Dethier: The contrarian in me wants to take another side here, but this was a fantastic event with a compelling leaderboard and four distinctive days of storylines and impressive golf. Yesterday was terrifically fun; so was today, in a completely different way. The tough guys survived this week and I’m all in on Shinny.

Passov: I’ll say it again: Shinnecock Hills is the best championship course in the U.S. and a few suspect hole locations on Saturday won’t make me change my mind.

Wood: A. It’s the quintessential U.S. Open test, and I suspect it would have been just as good a test with a very similar leaderboard if you’d have just changed out the “Shinnecock” flags for “U.S. Open” flags any other four days of the year with no tinkering required.

6. Asked after his missed cut at Shinnecock Hills if he’s convinced he win a major again, Tiger Woods said, “Absolutely.” Did this week change at all how you feel about Tiger’s chances in the remaining 2018 majors and beyond?

Bamberger: I think Tiger will have to win some low key events — Sea Island, Greensboro, Honolulu — before he can think about winning a major. As he likes to say, “Baby steps.” Can he? Of course. But the odds are way against him.

Shipnuck: He’s only an average driver of the ball and average putter. To win a major he’ll have to simultaneously have his best week of the year on the greens and off the tee. That’s a big ask.

Sens: Well, it’s good to hear him say that but it doesn’t change my sense of his chances. Not impossible but the odds are vanishingly thin. There are just too many big numbers in the game he’s playing these days to beat the best fields over four days on the most demanding venues. So now watch him go out and win at Carnoustie.

Zak: I like to think I’m not susceptible to the one-week sample size for changing my mind…but I don’t see him winning a major anytime soon, and that’s a bit of a change of heart. In the grand scheme of things, this is far too early to make such a call, but his game just constantly works at 75-80%, occasionally lower, rarely higher. He’ll need to be fully dialed in to beat the stellar field at a major.
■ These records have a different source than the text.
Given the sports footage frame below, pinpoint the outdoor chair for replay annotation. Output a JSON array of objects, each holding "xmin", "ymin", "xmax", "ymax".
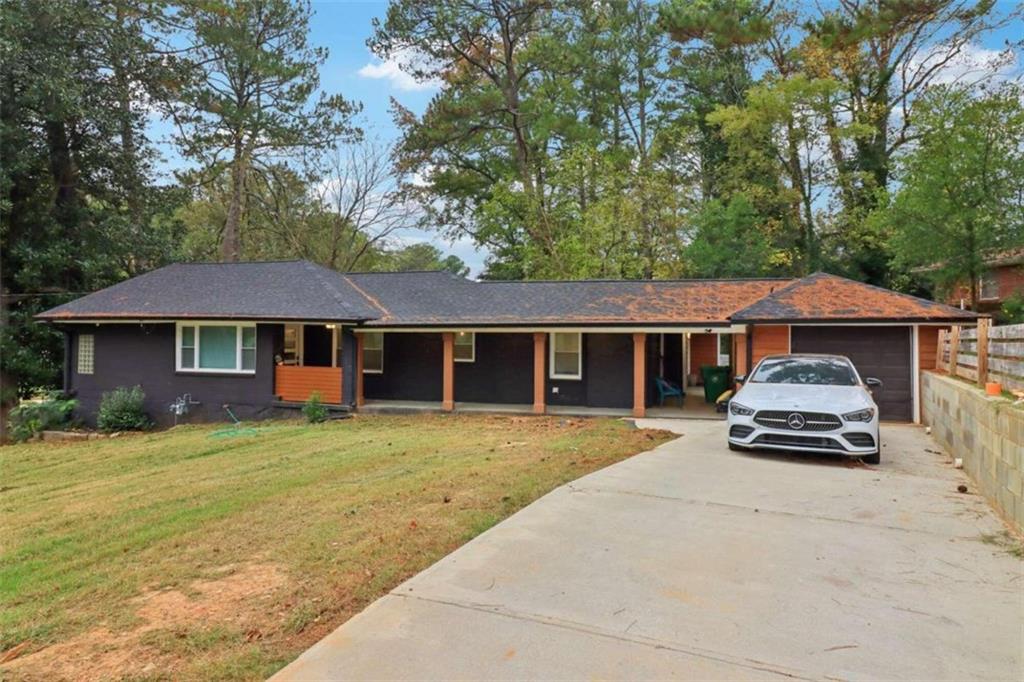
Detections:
[{"xmin": 654, "ymin": 377, "xmax": 685, "ymax": 408}]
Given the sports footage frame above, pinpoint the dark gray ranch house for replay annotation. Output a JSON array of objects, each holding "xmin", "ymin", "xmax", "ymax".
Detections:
[{"xmin": 39, "ymin": 261, "xmax": 977, "ymax": 423}]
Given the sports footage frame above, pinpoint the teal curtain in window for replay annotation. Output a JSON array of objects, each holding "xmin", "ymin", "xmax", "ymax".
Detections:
[{"xmin": 199, "ymin": 327, "xmax": 238, "ymax": 370}]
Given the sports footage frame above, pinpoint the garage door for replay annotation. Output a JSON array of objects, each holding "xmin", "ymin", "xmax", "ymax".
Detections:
[{"xmin": 792, "ymin": 327, "xmax": 913, "ymax": 422}]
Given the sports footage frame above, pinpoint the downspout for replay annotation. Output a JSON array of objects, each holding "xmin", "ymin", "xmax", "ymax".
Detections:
[{"xmin": 60, "ymin": 328, "xmax": 72, "ymax": 396}]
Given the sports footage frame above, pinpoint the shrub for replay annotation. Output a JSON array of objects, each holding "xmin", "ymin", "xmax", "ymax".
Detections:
[
  {"xmin": 997, "ymin": 292, "xmax": 1024, "ymax": 325},
  {"xmin": 302, "ymin": 391, "xmax": 328, "ymax": 424},
  {"xmin": 10, "ymin": 395, "xmax": 78, "ymax": 441},
  {"xmin": 96, "ymin": 386, "xmax": 152, "ymax": 431}
]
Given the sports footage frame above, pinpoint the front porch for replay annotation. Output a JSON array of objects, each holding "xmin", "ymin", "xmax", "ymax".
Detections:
[
  {"xmin": 354, "ymin": 328, "xmax": 745, "ymax": 419},
  {"xmin": 359, "ymin": 385, "xmax": 725, "ymax": 420}
]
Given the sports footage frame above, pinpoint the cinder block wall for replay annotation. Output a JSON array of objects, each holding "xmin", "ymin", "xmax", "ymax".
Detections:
[{"xmin": 921, "ymin": 372, "xmax": 1024, "ymax": 532}]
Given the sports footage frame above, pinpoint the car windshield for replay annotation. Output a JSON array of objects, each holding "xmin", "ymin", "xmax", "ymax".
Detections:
[{"xmin": 751, "ymin": 357, "xmax": 857, "ymax": 386}]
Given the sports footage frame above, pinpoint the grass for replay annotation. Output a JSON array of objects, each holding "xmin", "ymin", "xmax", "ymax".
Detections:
[{"xmin": 0, "ymin": 416, "xmax": 670, "ymax": 679}]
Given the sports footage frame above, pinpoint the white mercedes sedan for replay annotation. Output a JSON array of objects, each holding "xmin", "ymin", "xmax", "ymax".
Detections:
[{"xmin": 728, "ymin": 353, "xmax": 882, "ymax": 464}]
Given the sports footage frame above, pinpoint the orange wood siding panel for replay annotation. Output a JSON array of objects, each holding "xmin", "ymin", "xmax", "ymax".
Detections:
[
  {"xmin": 273, "ymin": 365, "xmax": 341, "ymax": 404},
  {"xmin": 918, "ymin": 327, "xmax": 949, "ymax": 370},
  {"xmin": 690, "ymin": 334, "xmax": 718, "ymax": 375},
  {"xmin": 751, "ymin": 325, "xmax": 790, "ymax": 366}
]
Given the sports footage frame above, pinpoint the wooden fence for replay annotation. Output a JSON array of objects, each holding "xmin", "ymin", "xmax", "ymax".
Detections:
[{"xmin": 935, "ymin": 319, "xmax": 1024, "ymax": 390}]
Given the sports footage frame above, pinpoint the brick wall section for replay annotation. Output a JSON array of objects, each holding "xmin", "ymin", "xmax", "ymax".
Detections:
[{"xmin": 921, "ymin": 372, "xmax": 1024, "ymax": 532}]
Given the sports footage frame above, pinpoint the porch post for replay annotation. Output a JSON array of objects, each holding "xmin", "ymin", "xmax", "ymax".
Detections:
[
  {"xmin": 633, "ymin": 332, "xmax": 647, "ymax": 418},
  {"xmin": 354, "ymin": 334, "xmax": 366, "ymax": 409},
  {"xmin": 441, "ymin": 332, "xmax": 455, "ymax": 412},
  {"xmin": 534, "ymin": 332, "xmax": 548, "ymax": 415}
]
I just don’t see him beating a stellar field.

Marksbury: I’m with you, Sean. I always find myself in the rah-rah Tiger camp. But the best of the swagger and game we saw from him on the PGA Tour over the last few months didn’t translate at Shinnecock. If he can put it all together, he might have a chance to win again. But he needs a lot more reps.

Ritter: I never thought he’d win a major this year and still don’t. Bamberger has it right — winning a low-wattage event somewhere along the way would help get his nerves settled early in these pressure-cooker major weeks. Where will this low-key title happen? Hero World Challenge, December 2018, where Tiger Woods receives a trophy from tournament sponsor…Tiger Woods. Get your iPhones ready.

Bastable: Augusta, 2019. Brace yourselves.

Dethier: The razor-thin margin for error at Shinny Thursday and Friday didn’t jive well with Woods’s big misses. Yeah, he can win a major. But for now it won’t be on a course this punishing. He doesn’t belong among the favorites at the moment, but I’m not ruling him out for next month across the pond.

Passov: I’m with Dylan, that the narrow margins crushed Tiger here. He struck the ball just fine on Thursday, but a chipping disaster at 1 and a terrible four-putt at 13 (which led to a wayward drive at the brutal 14th) were the source of his high scores. It wasn’t missed drives or poor irons that caused that 78. Based on how he he was playing in March, and again at the Players, I still like his chances at Carnoustie and at Bellerive in St. Louis for the PGA. Bellerive is a lot like the courses where he kills it — Firestone, Torrey, Cog Hill — August 2018, he’ll be back holding a major trophy.

Wood: No, I still think he will win again, on both a Tour level and major level. I gotta figure he’s got a good 20-25 more good chances with health at majors, and I have to believe that the stars will align one of those weeks.